Лицо Петра Александровича, уже спускавшегося с последней ступеньки, вспыхнуло. Подняв руку, он указал на соборные главы.
— Россия! Слышишь, мужик, Россия-мать — в опасности! Погибнет мать-Россия — и избы твоей не будет. Все погибнем. Бог повелевает: «Отстаивай то, что дал тебе бог! Защищай мать, родительницу, кормилицу! Грудью! Сердцем! Всем!» Прочь с дороги! И не надоедай мне больше!

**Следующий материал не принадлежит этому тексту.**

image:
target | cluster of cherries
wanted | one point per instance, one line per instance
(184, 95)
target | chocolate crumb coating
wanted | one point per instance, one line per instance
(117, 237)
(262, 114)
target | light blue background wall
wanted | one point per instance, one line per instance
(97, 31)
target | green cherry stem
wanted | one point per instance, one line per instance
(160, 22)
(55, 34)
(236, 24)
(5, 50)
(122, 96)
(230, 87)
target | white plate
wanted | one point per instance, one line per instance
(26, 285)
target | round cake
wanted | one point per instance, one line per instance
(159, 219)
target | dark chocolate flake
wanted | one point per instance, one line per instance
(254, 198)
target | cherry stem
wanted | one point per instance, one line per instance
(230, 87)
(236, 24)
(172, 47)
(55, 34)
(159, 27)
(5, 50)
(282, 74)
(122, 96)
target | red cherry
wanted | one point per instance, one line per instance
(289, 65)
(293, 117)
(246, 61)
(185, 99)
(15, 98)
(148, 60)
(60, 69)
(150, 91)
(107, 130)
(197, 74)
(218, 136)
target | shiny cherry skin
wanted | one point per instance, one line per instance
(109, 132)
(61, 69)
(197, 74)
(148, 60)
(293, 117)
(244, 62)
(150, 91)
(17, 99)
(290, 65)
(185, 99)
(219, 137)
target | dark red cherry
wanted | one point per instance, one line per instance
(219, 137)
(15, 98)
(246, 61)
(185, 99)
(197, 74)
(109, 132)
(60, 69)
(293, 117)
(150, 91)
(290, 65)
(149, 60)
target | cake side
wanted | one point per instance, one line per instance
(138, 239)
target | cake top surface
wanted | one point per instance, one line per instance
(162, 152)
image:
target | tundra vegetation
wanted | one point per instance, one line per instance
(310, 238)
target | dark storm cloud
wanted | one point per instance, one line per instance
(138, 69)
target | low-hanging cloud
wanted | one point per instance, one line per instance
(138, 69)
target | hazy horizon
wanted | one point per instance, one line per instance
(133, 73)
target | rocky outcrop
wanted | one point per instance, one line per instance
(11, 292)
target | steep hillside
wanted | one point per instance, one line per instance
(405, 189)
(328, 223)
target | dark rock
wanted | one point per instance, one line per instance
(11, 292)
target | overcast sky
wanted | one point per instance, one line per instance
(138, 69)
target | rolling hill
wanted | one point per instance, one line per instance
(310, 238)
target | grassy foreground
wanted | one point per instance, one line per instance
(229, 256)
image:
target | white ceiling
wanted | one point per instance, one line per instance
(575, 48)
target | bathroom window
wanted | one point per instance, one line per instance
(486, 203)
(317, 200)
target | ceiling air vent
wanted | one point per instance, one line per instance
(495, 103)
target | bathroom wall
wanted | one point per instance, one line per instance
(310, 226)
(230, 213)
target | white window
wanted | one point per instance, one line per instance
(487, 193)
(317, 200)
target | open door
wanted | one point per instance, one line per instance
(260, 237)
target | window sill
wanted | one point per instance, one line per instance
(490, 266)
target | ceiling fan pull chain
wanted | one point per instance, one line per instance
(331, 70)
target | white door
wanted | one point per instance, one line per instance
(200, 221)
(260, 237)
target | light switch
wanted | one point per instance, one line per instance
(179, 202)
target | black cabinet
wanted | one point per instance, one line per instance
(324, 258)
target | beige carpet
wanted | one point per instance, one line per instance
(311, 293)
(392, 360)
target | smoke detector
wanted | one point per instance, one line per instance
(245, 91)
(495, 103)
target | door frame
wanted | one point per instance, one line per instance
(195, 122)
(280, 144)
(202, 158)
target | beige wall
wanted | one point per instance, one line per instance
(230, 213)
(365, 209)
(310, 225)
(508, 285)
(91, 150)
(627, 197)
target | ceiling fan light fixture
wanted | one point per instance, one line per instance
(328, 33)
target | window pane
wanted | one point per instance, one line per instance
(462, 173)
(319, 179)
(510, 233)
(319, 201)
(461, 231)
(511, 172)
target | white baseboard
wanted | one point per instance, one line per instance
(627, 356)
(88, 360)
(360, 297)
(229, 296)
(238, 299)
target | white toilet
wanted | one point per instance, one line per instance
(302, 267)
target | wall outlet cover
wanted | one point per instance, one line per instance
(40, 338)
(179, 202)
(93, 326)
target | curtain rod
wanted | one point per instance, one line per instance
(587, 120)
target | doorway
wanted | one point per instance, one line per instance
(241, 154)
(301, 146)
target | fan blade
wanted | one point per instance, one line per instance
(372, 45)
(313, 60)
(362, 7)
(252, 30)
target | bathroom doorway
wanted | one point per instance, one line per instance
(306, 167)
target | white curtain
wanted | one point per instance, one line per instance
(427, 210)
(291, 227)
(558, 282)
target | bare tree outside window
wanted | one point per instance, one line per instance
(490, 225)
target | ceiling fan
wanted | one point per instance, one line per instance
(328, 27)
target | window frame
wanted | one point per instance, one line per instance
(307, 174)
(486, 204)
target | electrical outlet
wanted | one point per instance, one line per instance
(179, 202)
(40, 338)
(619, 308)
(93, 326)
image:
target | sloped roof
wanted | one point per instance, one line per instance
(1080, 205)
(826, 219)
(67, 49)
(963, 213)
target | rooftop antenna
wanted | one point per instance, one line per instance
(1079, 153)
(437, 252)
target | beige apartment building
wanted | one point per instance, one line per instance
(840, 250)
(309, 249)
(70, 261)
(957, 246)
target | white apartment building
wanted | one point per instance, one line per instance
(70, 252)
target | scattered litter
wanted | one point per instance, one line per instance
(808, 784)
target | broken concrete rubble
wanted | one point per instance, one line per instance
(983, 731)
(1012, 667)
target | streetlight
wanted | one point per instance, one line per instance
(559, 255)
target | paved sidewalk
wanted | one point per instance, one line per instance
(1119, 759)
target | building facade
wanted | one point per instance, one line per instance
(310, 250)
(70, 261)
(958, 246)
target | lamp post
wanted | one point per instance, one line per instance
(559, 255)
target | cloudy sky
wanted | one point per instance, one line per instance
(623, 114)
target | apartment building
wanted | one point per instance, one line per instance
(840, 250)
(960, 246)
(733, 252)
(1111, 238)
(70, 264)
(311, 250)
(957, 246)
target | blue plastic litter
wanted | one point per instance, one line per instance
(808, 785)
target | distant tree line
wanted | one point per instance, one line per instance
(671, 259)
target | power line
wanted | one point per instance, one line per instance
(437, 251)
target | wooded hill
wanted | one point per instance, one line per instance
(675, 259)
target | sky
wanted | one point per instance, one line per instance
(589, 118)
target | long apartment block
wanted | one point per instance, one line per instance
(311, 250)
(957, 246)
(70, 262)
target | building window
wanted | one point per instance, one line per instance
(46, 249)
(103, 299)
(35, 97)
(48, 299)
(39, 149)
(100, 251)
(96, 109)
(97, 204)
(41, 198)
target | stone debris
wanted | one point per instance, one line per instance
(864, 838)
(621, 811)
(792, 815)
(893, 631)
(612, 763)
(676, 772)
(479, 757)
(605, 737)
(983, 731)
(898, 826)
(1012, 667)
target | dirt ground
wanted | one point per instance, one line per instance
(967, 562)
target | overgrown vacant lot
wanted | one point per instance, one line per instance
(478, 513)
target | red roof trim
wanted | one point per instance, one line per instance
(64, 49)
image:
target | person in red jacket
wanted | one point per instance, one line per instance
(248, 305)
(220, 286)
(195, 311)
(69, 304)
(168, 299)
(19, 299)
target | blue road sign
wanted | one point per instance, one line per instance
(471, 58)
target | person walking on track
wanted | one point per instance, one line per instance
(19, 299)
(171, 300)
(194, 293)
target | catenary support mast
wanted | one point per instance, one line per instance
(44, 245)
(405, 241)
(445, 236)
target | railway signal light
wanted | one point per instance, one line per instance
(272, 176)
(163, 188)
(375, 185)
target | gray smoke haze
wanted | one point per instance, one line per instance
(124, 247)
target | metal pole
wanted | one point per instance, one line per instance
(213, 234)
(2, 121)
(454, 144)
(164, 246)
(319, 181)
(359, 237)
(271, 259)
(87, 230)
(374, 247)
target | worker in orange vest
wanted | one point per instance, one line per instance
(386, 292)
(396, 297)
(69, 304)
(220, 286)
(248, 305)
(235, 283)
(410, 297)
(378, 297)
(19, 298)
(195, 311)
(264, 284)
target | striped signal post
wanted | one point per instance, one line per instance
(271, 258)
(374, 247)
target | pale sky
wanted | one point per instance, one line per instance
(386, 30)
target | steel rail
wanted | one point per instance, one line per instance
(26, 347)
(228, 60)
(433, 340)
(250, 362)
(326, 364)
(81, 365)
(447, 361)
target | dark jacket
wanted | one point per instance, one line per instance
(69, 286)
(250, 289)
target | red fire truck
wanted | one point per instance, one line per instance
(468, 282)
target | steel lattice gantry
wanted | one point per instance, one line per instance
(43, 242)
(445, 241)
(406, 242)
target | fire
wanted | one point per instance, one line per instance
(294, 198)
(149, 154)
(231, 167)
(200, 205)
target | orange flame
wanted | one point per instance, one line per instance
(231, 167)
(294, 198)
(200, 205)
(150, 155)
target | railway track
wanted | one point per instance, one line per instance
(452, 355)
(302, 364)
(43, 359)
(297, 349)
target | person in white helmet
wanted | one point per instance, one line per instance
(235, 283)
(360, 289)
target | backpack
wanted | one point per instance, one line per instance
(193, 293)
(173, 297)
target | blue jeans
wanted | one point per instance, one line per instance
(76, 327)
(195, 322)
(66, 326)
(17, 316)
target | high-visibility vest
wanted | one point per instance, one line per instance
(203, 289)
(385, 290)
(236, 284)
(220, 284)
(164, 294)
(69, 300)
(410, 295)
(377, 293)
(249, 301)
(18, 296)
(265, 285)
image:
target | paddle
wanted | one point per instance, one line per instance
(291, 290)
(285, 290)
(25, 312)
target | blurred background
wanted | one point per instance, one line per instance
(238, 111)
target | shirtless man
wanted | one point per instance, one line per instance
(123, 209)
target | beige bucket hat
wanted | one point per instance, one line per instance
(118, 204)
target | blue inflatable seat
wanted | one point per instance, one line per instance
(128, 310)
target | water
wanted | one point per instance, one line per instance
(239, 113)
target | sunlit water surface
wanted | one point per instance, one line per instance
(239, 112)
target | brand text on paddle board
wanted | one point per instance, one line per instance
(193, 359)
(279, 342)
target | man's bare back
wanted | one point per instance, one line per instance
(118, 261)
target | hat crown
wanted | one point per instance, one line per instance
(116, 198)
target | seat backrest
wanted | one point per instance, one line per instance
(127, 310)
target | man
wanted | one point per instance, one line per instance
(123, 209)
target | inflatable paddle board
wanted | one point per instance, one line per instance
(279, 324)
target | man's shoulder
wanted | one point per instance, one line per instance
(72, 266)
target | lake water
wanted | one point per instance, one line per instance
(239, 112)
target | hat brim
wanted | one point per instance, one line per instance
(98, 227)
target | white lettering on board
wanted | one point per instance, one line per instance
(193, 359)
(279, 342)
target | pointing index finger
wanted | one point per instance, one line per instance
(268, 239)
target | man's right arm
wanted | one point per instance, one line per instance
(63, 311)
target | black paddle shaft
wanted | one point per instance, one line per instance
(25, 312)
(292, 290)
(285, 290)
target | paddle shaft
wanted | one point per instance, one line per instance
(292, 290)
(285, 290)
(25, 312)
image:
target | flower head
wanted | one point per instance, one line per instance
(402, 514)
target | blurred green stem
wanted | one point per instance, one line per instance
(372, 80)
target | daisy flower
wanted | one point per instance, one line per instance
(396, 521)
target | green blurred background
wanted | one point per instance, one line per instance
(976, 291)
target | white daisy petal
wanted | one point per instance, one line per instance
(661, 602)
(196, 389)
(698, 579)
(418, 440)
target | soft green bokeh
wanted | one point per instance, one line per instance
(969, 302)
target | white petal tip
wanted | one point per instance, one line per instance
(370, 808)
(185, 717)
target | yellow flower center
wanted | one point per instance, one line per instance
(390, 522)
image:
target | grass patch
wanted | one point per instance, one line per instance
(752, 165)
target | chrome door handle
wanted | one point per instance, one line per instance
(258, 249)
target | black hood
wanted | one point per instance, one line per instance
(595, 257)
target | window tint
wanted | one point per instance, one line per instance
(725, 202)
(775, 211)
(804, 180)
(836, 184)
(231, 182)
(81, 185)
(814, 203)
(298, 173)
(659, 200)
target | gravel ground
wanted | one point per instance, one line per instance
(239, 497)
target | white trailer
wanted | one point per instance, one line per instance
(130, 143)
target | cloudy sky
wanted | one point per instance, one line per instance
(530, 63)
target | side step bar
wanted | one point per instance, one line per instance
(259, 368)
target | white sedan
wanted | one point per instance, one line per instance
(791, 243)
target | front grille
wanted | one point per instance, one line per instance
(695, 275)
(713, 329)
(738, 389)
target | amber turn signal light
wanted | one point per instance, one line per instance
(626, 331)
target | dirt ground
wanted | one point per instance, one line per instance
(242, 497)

Тимофей ухватился за последний убегающий миг. Последний миг жжет виски, вскипает в груди.
— Ваше высокоблагородие! Барин! Благодетель наш!.. Дозвольте мужику… хоть поле убрать… да засеять…
И еще раз остановился Петр Александрович. Глава его блеснули холодной сталью.
— Поле? А мое поле? Как убрали? Я — на службе государевой! А у вас там — са-бо-таж! Ступай… дай дорогу…
И Тимофей увидел только спину Петра Александровича со строгими складками гимнастерки. Какие-то любопытные, стоявшие поодаль, теперь отважились засмеяться.
— Ваше высокоблагородие! Смилуйтесь!..
Тимофей споткнулся об чью-то нарочно подставленную ногу.
— Ваше высокоблагородие!..
Он догнал эту величественную спину со складками от плеч к ремню:
— Ваше высокоблагородие!..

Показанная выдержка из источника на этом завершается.